Im 19. Jahr­hun­dert fan­den Zu­kunfts­bil­der, für die es in der Ge­gen­wart zu kämp­fen galt, vor al­lem in der Ar­bei­ter­be­we­gung Re­so­nanz. Die auf­stre­ben­de So­zi­al­de­mo­kra­tie stell­te sich den So­zia­lis­mus als ein ir­di­sches Pa­ra­dies vor, das not­wen­dig aus dem Ka­pi­ta­lis­mus her­vor­ge­hen wür­de. Fried­rich En­gels in­ter­pre­tier­te die­sen Vor­gang ge­schichts­de­ter­mi­nis­tisch und po­le­mi­sier­te im Na­men der Wis­sen­schaft ge­gen blos­se Uto­pi­en. An­de­re Au­to­ren ver­fass­ten Dys­to­pi­en, wel­che be­klem­men­de Ka­ta­stro­phen­sze­na­ri­en in die Zu­kunft ver­la­ger­ten, um vor Fehl­ent­wick­lun­gen zu war­nen.

Nach dem Zwei­ten Welt­krieg ver­schärf­te sich die Kri­tik am Uto­pis­mus. 1945 schrieb der kri­ti­sche Ra­tio­na­list Karl Pop­per: «Der Ver­such, den Him­mel auf Er­den ein­zu­rich­ten, er­zeugt stets die Höl­le.» Wer im­mer noch von an­de­ren, bes­se­ren So­zi­al­mo­del­len schwärm­te, ge­riet un­ter To­ta­li­ta­ris­mus­ver­dacht. Uto­pi­en hat­ten in der Pro­spe­ri­täts­pha­se der Nach­kriegs­zeit auch des­we­gen ei­nen schwe­ren Stand, weil nun glän­zen­de Aus­sich­ten di­rekt aus der Fort­schrei­bung des Wirt­schafts­wachs­tums ab­ge­lei­tet wur­den. In der auf­stiegs­ori­en­tier­ten Spass­ge­sell­schaft büss­ten Zu­kunfts­ent­wür­fe ih­ren mo­bi­li­sie­ren­den Ef­fekt ein und schrumpf­ten auf ih­ren Un­ter­hal­tungs­wert. Der Tri­umph der Ge­gen­wart, in der al­le Vor­tei­le im Hier und Jetzt an­fal­len muss­ten, wer­te­te zugleich die Ver­gan­gen­heit ab. Die Ge­schich­te stell­te sich dar als «Fried­hof nicht ge­hal­te­ner Ver­spre­chen» (so der Phi­lo­soph Paul Ri­co­eur).
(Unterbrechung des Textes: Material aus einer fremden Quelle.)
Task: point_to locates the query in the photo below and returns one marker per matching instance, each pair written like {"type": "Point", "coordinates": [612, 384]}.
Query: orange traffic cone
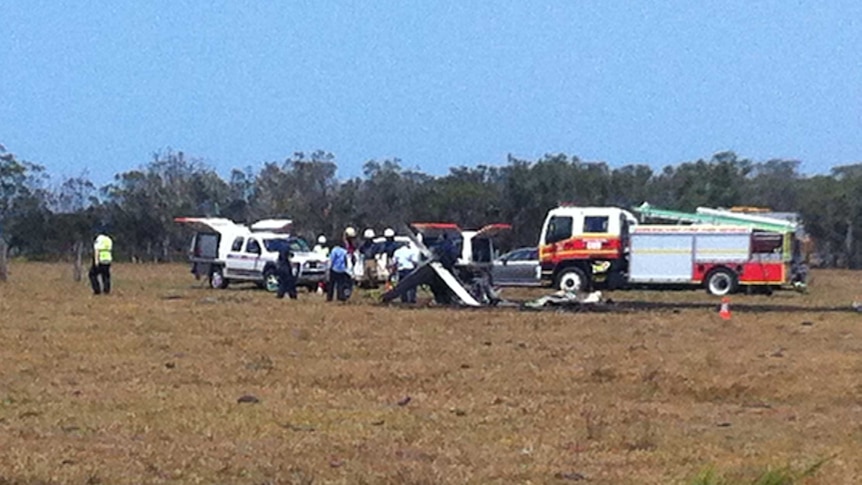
{"type": "Point", "coordinates": [724, 311]}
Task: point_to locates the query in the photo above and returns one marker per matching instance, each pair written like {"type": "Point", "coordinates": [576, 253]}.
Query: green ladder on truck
{"type": "Point", "coordinates": [718, 216]}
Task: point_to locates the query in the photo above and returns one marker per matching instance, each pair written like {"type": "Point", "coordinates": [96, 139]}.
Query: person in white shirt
{"type": "Point", "coordinates": [406, 258]}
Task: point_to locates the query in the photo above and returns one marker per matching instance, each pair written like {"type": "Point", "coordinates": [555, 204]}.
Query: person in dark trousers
{"type": "Point", "coordinates": [284, 270]}
{"type": "Point", "coordinates": [100, 271]}
{"type": "Point", "coordinates": [340, 282]}
{"type": "Point", "coordinates": [406, 259]}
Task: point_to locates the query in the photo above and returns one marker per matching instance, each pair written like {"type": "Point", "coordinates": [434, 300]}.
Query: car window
{"type": "Point", "coordinates": [296, 245]}
{"type": "Point", "coordinates": [596, 224]}
{"type": "Point", "coordinates": [252, 246]}
{"type": "Point", "coordinates": [237, 244]}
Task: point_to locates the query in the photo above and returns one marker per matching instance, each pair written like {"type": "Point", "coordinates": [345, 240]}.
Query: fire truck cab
{"type": "Point", "coordinates": [580, 246]}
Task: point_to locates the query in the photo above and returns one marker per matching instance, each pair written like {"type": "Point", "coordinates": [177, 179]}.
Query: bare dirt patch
{"type": "Point", "coordinates": [165, 381]}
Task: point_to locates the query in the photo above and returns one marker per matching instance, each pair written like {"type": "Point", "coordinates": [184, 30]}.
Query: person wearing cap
{"type": "Point", "coordinates": [340, 283]}
{"type": "Point", "coordinates": [406, 258]}
{"type": "Point", "coordinates": [100, 270]}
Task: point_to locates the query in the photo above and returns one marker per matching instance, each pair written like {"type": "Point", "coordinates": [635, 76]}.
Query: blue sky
{"type": "Point", "coordinates": [96, 87]}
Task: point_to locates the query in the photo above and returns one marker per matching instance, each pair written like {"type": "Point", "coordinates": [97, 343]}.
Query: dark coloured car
{"type": "Point", "coordinates": [517, 268]}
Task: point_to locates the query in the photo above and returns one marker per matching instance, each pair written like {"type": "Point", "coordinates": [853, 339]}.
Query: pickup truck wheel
{"type": "Point", "coordinates": [572, 279]}
{"type": "Point", "coordinates": [270, 280]}
{"type": "Point", "coordinates": [721, 282]}
{"type": "Point", "coordinates": [217, 279]}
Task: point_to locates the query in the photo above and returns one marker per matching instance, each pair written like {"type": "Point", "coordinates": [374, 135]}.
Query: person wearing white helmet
{"type": "Point", "coordinates": [368, 277]}
{"type": "Point", "coordinates": [350, 247]}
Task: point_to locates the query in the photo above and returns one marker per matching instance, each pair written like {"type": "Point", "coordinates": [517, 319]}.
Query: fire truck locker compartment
{"type": "Point", "coordinates": [660, 258]}
{"type": "Point", "coordinates": [722, 248]}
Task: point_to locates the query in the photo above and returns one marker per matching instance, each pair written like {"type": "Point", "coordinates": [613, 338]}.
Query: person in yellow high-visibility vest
{"type": "Point", "coordinates": [101, 268]}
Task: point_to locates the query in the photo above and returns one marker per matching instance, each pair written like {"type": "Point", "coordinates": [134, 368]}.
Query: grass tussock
{"type": "Point", "coordinates": [786, 475]}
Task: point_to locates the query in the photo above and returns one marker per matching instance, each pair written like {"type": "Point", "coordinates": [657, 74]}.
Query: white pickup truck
{"type": "Point", "coordinates": [225, 252]}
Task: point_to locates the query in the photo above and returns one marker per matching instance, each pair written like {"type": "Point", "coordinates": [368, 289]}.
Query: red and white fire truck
{"type": "Point", "coordinates": [582, 248]}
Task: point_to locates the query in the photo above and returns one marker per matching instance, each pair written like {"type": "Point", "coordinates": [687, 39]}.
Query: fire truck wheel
{"type": "Point", "coordinates": [572, 279]}
{"type": "Point", "coordinates": [721, 282]}
{"type": "Point", "coordinates": [217, 279]}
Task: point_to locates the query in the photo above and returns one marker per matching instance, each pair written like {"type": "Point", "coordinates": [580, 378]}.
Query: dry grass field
{"type": "Point", "coordinates": [142, 386]}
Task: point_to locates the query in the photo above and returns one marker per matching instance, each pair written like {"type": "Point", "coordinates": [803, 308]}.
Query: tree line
{"type": "Point", "coordinates": [41, 220]}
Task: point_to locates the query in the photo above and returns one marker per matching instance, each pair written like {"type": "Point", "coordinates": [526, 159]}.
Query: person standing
{"type": "Point", "coordinates": [284, 270]}
{"type": "Point", "coordinates": [340, 282]}
{"type": "Point", "coordinates": [406, 259]}
{"type": "Point", "coordinates": [100, 271]}
{"type": "Point", "coordinates": [320, 248]}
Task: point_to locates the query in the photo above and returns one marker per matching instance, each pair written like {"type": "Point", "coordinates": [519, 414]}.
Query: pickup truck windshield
{"type": "Point", "coordinates": [296, 245]}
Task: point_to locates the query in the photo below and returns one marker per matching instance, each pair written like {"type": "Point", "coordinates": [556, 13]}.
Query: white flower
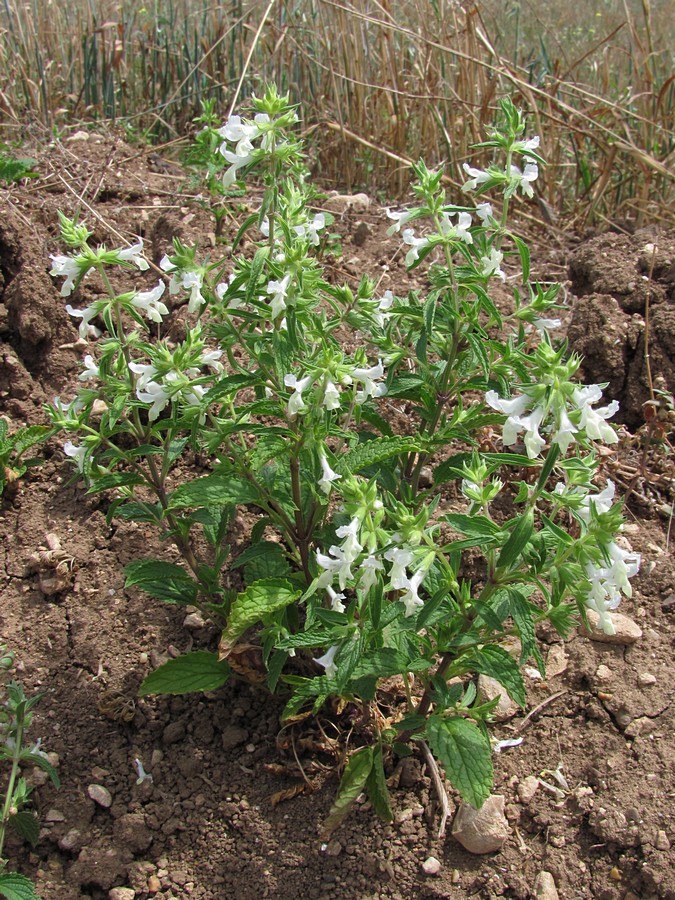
{"type": "Point", "coordinates": [78, 454]}
{"type": "Point", "coordinates": [492, 264]}
{"type": "Point", "coordinates": [278, 291]}
{"type": "Point", "coordinates": [328, 477]}
{"type": "Point", "coordinates": [525, 178]}
{"type": "Point", "coordinates": [192, 281]}
{"type": "Point", "coordinates": [336, 599]}
{"type": "Point", "coordinates": [525, 146]}
{"type": "Point", "coordinates": [148, 302]}
{"type": "Point", "coordinates": [543, 325]}
{"type": "Point", "coordinates": [565, 431]}
{"type": "Point", "coordinates": [133, 254]}
{"type": "Point", "coordinates": [416, 245]}
{"type": "Point", "coordinates": [296, 404]}
{"type": "Point", "coordinates": [234, 130]}
{"type": "Point", "coordinates": [154, 393]}
{"type": "Point", "coordinates": [411, 599]}
{"type": "Point", "coordinates": [90, 369]}
{"type": "Point", "coordinates": [484, 212]}
{"type": "Point", "coordinates": [350, 547]}
{"type": "Point", "coordinates": [327, 661]}
{"type": "Point", "coordinates": [400, 558]}
{"type": "Point", "coordinates": [86, 330]}
{"type": "Point", "coordinates": [331, 396]}
{"type": "Point", "coordinates": [146, 373]}
{"type": "Point", "coordinates": [68, 267]}
{"type": "Point", "coordinates": [381, 315]}
{"type": "Point", "coordinates": [476, 177]}
{"type": "Point", "coordinates": [601, 502]}
{"type": "Point", "coordinates": [370, 566]}
{"type": "Point", "coordinates": [398, 218]}
{"type": "Point", "coordinates": [460, 231]}
{"type": "Point", "coordinates": [368, 378]}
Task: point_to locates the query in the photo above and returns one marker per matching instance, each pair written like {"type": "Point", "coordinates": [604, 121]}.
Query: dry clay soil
{"type": "Point", "coordinates": [205, 827]}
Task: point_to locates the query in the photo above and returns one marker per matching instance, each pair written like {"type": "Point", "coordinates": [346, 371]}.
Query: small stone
{"type": "Point", "coordinates": [100, 795]}
{"type": "Point", "coordinates": [193, 621]}
{"type": "Point", "coordinates": [603, 673]}
{"type": "Point", "coordinates": [54, 815]}
{"type": "Point", "coordinates": [544, 887]}
{"type": "Point", "coordinates": [233, 736]}
{"type": "Point", "coordinates": [174, 732]}
{"type": "Point", "coordinates": [71, 841]}
{"type": "Point", "coordinates": [334, 848]}
{"type": "Point", "coordinates": [556, 661]}
{"type": "Point", "coordinates": [482, 830]}
{"type": "Point", "coordinates": [431, 866]}
{"type": "Point", "coordinates": [662, 841]}
{"type": "Point", "coordinates": [490, 689]}
{"type": "Point", "coordinates": [527, 788]}
{"type": "Point", "coordinates": [626, 630]}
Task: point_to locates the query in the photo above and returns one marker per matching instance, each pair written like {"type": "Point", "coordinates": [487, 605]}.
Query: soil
{"type": "Point", "coordinates": [205, 826]}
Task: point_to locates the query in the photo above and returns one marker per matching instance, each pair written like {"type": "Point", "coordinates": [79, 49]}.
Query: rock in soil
{"type": "Point", "coordinates": [431, 866]}
{"type": "Point", "coordinates": [483, 830]}
{"type": "Point", "coordinates": [627, 631]}
{"type": "Point", "coordinates": [544, 887]}
{"type": "Point", "coordinates": [490, 688]}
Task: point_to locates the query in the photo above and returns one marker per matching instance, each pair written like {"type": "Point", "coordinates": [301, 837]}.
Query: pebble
{"type": "Point", "coordinates": [54, 815]}
{"type": "Point", "coordinates": [627, 631]}
{"type": "Point", "coordinates": [490, 689]}
{"type": "Point", "coordinates": [431, 866]}
{"type": "Point", "coordinates": [604, 673]}
{"type": "Point", "coordinates": [482, 830]}
{"type": "Point", "coordinates": [662, 841]}
{"type": "Point", "coordinates": [527, 788]}
{"type": "Point", "coordinates": [544, 887]}
{"type": "Point", "coordinates": [100, 795]}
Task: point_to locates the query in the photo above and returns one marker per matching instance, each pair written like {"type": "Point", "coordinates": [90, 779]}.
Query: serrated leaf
{"type": "Point", "coordinates": [263, 560]}
{"type": "Point", "coordinates": [498, 663]}
{"type": "Point", "coordinates": [376, 788]}
{"type": "Point", "coordinates": [517, 541]}
{"type": "Point", "coordinates": [465, 754]}
{"type": "Point", "coordinates": [372, 452]}
{"type": "Point", "coordinates": [259, 601]}
{"type": "Point", "coordinates": [17, 887]}
{"type": "Point", "coordinates": [196, 671]}
{"type": "Point", "coordinates": [163, 580]}
{"type": "Point", "coordinates": [353, 781]}
{"type": "Point", "coordinates": [214, 490]}
{"type": "Point", "coordinates": [27, 825]}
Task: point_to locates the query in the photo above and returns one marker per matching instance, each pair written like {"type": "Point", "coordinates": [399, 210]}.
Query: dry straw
{"type": "Point", "coordinates": [379, 82]}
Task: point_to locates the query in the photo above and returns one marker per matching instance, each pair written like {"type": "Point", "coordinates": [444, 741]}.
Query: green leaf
{"type": "Point", "coordinates": [465, 754]}
{"type": "Point", "coordinates": [264, 560]}
{"type": "Point", "coordinates": [522, 613]}
{"type": "Point", "coordinates": [353, 781]}
{"type": "Point", "coordinates": [498, 663]}
{"type": "Point", "coordinates": [513, 548]}
{"type": "Point", "coordinates": [214, 490]}
{"type": "Point", "coordinates": [376, 787]}
{"type": "Point", "coordinates": [259, 601]}
{"type": "Point", "coordinates": [27, 825]}
{"type": "Point", "coordinates": [17, 887]}
{"type": "Point", "coordinates": [196, 671]}
{"type": "Point", "coordinates": [372, 452]}
{"type": "Point", "coordinates": [163, 580]}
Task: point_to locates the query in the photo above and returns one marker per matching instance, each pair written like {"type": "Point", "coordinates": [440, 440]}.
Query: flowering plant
{"type": "Point", "coordinates": [417, 553]}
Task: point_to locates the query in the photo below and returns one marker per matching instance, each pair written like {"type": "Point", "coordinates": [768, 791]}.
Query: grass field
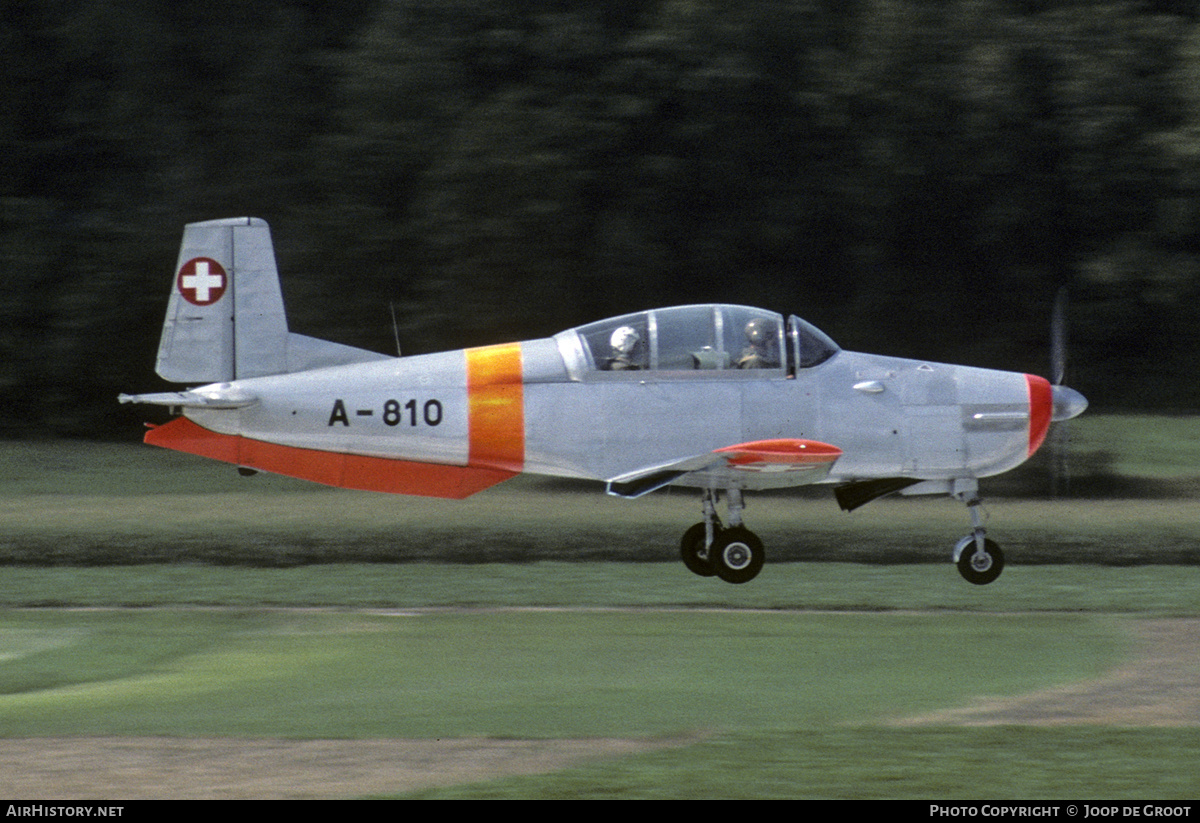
{"type": "Point", "coordinates": [501, 617]}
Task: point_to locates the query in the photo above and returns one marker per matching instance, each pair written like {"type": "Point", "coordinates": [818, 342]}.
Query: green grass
{"type": "Point", "coordinates": [856, 619]}
{"type": "Point", "coordinates": [1137, 590]}
{"type": "Point", "coordinates": [517, 673]}
{"type": "Point", "coordinates": [868, 763]}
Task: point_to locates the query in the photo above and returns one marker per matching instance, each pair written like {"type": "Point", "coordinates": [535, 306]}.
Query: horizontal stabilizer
{"type": "Point", "coordinates": [756, 464]}
{"type": "Point", "coordinates": [217, 396]}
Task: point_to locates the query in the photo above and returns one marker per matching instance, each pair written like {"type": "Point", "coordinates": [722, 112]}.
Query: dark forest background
{"type": "Point", "coordinates": [916, 178]}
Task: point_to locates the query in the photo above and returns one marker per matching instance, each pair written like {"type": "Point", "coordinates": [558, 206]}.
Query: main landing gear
{"type": "Point", "coordinates": [730, 552]}
{"type": "Point", "coordinates": [978, 558]}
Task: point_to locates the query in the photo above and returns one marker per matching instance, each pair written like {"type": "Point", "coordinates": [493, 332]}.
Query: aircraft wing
{"type": "Point", "coordinates": [756, 464]}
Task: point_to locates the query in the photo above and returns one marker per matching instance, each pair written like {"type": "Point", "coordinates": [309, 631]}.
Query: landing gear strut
{"type": "Point", "coordinates": [978, 558]}
{"type": "Point", "coordinates": [732, 553]}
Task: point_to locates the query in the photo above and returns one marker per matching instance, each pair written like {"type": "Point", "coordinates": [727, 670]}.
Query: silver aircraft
{"type": "Point", "coordinates": [719, 397]}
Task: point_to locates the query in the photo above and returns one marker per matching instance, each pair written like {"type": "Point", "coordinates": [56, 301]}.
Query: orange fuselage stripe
{"type": "Point", "coordinates": [496, 408]}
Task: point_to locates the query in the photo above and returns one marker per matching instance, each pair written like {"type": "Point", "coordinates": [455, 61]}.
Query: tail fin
{"type": "Point", "coordinates": [226, 318]}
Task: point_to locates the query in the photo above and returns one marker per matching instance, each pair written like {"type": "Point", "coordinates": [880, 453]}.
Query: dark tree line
{"type": "Point", "coordinates": [915, 176]}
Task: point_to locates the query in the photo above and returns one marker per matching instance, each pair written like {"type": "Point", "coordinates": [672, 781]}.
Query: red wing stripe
{"type": "Point", "coordinates": [371, 474]}
{"type": "Point", "coordinates": [781, 451]}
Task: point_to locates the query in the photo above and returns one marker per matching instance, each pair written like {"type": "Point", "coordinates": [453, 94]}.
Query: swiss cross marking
{"type": "Point", "coordinates": [202, 281]}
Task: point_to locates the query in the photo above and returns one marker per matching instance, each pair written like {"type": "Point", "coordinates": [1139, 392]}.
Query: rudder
{"type": "Point", "coordinates": [226, 318]}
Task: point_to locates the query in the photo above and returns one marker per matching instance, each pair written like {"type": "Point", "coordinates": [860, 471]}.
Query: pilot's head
{"type": "Point", "coordinates": [624, 340]}
{"type": "Point", "coordinates": [760, 331]}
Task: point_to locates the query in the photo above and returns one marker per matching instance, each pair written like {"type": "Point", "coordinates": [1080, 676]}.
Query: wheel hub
{"type": "Point", "coordinates": [737, 556]}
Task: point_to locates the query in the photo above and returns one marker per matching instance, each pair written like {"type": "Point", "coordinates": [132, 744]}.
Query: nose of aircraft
{"type": "Point", "coordinates": [1067, 403]}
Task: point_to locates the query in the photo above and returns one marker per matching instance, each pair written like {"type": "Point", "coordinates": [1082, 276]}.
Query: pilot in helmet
{"type": "Point", "coordinates": [624, 341]}
{"type": "Point", "coordinates": [761, 334]}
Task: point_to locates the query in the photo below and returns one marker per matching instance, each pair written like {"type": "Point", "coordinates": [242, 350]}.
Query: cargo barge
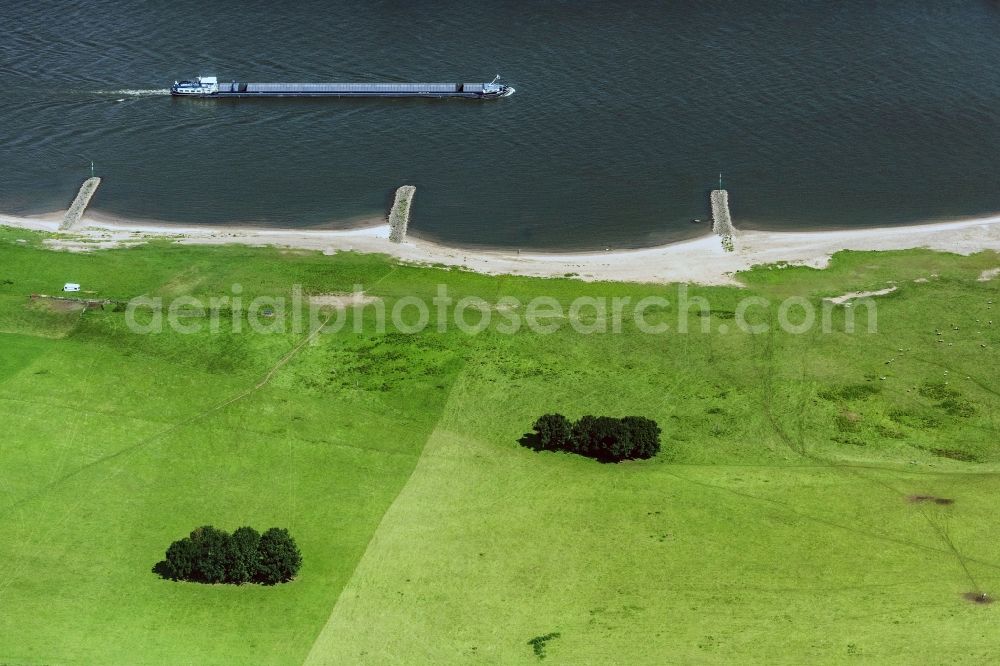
{"type": "Point", "coordinates": [210, 88]}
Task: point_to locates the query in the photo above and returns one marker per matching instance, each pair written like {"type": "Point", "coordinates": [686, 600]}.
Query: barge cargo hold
{"type": "Point", "coordinates": [209, 87]}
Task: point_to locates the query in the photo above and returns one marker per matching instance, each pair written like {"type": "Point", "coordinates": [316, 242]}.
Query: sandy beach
{"type": "Point", "coordinates": [702, 260]}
Das sich da­mit ver­all­ge­mei­nern­de Ti­na-ge­fühl (TI­NA: «The­re Is No Al­ter­na­ti­ve») mün­de­te in ei­ne Kri­se der De­mo­kra­tie. Mit der Ab­wen­dung von TI­NA kom­men wie­der die Al­ter­na­ti­ven in Mo­de. Ge­gen den nost­al­gi­schen Chau­vi­nis­mus von rechts, der die Wie­der­kehr ei­ner oft­mals nur ima­gi­nier­ten «gu­ten al­ten Zeit» ver­heisst, gilt es heu­te auf das Po­ten­zi­al von Uto­pi­en zu­rück­zu­kom­men.

Im to­po­gra­fi­schen Wort­sinn: In Zei­ten des Kli­ma­wan­dels und der glo­ba­len Un­gleich­heit bringt es we­nig, sich ei­ne kom­men­de schö­ne neue Welt vor­zu­stel­len. Es gilt viel­mehr, das Zu­sam­men­spiel von Wirt­schaft und Ge­sell­schaf­ten mit knap­pen Res­sour­cen so­wie mit Luft, Land und Was­ser auf neue Wei­se zu den­ken. Die pro­duk­ti­ve Fik­ti­on ei­ner «bes­se­ren In­sel» kann näm­lich die Ein­sicht schär­fen, dass die Mensch­heit sich sel­ber ab­schafft, wenn sie die Er­de zu ei­nem rea­len «Nich­t­ort» ver­kom­men lässt.